Hot Breakfast Plates + Rice-Field Cafe

07:00
Hot breakfast at Krua Chao, City Pillar Shrine areaFish porridge or eggs in a pan — a relaxed, no-rush start to the day.
08:30
Stop by Nai Sumet 2 Chicken Rice (if you've still got room)One-plate eaters can add this — old-school chicken rice and stewed pork-leg rice.
09:30
Drive to the outskirts for a rice-field cafeSip coffee in the morning breeze with open skies that photograph well, before carrying on.
11:00
Pick up pla som and mu yo to take homeStop by a market or downtown souvenir shop and end the breakfast trip with something to carry.

Plan a full Yasothon trip — food, sights and where to stay

See the Yasothon travel guide →

FAQ

What's the must-try breakfast in Yasothon?

Khao ji and egg-glazed grilled sticky rice off the charcoal grill in the morning market are the signatures, followed by fresh-noodle khanom jeen (locals call it khao pun) and a hot bowl of rice porridge, finished with a morning coffee. That's the breakfast spread locals actually eat.

Where is the Yasothon morning market and what time does it open?

Municipal Fresh Market 1 (Thanarak Market) is on Witthayathamrong Road, Nai Mueang subdistrict. It's busiest from 6am to 9am, and the grilled items tend to sell out fast, so come a bit early. On Wednesdays and Fridays there's also Im Suk Market in front of the city municipality.

Where's the best fresh-noodle khanom jeen in Yasothon?

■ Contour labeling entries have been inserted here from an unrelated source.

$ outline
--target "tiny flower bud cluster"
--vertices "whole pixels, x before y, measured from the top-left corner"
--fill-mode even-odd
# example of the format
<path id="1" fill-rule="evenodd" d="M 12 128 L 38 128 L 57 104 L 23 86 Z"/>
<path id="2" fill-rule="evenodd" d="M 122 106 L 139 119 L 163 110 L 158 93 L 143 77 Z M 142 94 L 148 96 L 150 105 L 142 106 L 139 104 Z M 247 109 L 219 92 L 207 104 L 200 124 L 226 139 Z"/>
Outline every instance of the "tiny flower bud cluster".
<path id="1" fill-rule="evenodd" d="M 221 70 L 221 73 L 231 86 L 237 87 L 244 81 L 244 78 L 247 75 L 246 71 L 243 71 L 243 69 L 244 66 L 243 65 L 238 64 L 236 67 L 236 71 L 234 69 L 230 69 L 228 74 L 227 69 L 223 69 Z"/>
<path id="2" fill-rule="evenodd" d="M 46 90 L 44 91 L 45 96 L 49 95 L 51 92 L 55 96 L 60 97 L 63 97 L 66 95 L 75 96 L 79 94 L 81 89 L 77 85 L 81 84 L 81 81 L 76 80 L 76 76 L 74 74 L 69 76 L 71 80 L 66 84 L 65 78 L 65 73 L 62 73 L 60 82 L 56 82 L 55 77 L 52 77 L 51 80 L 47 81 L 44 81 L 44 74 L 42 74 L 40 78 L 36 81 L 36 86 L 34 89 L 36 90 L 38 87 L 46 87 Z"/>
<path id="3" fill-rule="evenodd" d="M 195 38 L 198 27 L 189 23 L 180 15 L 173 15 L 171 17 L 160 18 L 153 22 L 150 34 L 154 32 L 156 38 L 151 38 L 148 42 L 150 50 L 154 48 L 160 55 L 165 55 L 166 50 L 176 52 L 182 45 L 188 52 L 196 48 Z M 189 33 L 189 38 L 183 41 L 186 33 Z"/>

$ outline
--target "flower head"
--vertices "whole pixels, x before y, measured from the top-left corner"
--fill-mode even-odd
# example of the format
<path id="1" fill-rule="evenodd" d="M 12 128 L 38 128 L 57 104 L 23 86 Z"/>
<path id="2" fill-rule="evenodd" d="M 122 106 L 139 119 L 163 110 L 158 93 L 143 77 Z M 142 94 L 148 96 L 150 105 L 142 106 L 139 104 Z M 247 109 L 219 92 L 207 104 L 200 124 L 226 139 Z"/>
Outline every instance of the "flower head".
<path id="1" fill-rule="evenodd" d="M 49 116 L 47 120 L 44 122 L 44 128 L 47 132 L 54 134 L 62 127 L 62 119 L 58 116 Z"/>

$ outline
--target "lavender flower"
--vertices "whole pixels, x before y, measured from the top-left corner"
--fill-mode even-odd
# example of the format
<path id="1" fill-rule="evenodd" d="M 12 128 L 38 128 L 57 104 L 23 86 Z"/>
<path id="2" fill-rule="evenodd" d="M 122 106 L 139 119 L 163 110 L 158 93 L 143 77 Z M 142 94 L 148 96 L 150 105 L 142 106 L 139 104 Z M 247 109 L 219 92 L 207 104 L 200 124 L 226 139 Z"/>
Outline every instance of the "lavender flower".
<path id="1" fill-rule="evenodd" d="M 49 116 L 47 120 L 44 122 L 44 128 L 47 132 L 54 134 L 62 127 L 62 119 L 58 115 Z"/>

The shop Yasothon people talk about most is Pho Phong Khao Pun Sao Branch 1 — thin noodles made fresh daily, sets from about 40 THB and a large plate around 70 THB. It opens from morning to midday and usually sells out before noon.

What's the difference between khao ji and egg-glazed grilled sticky rice?

Both use sticky rice grilled over charcoal. Khao ji is shaped into a ball, tossed with salt, then brushed with egg and grilled again, giving a crisp crust and soft center. Egg-glazed grilled sticky rice is usually shaped flatter with a thicker layer of egg, and some vendors fill it with banana or taro, so it's a little sweeter and richer.

About how much does breakfast in Yasothon cost?

Market food is very cheap: khao ji runs 5–10 THB per ball, khanom jeen starts at 30–40 THB, rice porridge or chicken rice is 45–90 THB per plate, and coffee is 30–60 THB a cup. A full breakfast per person usually comes to under 100 THB.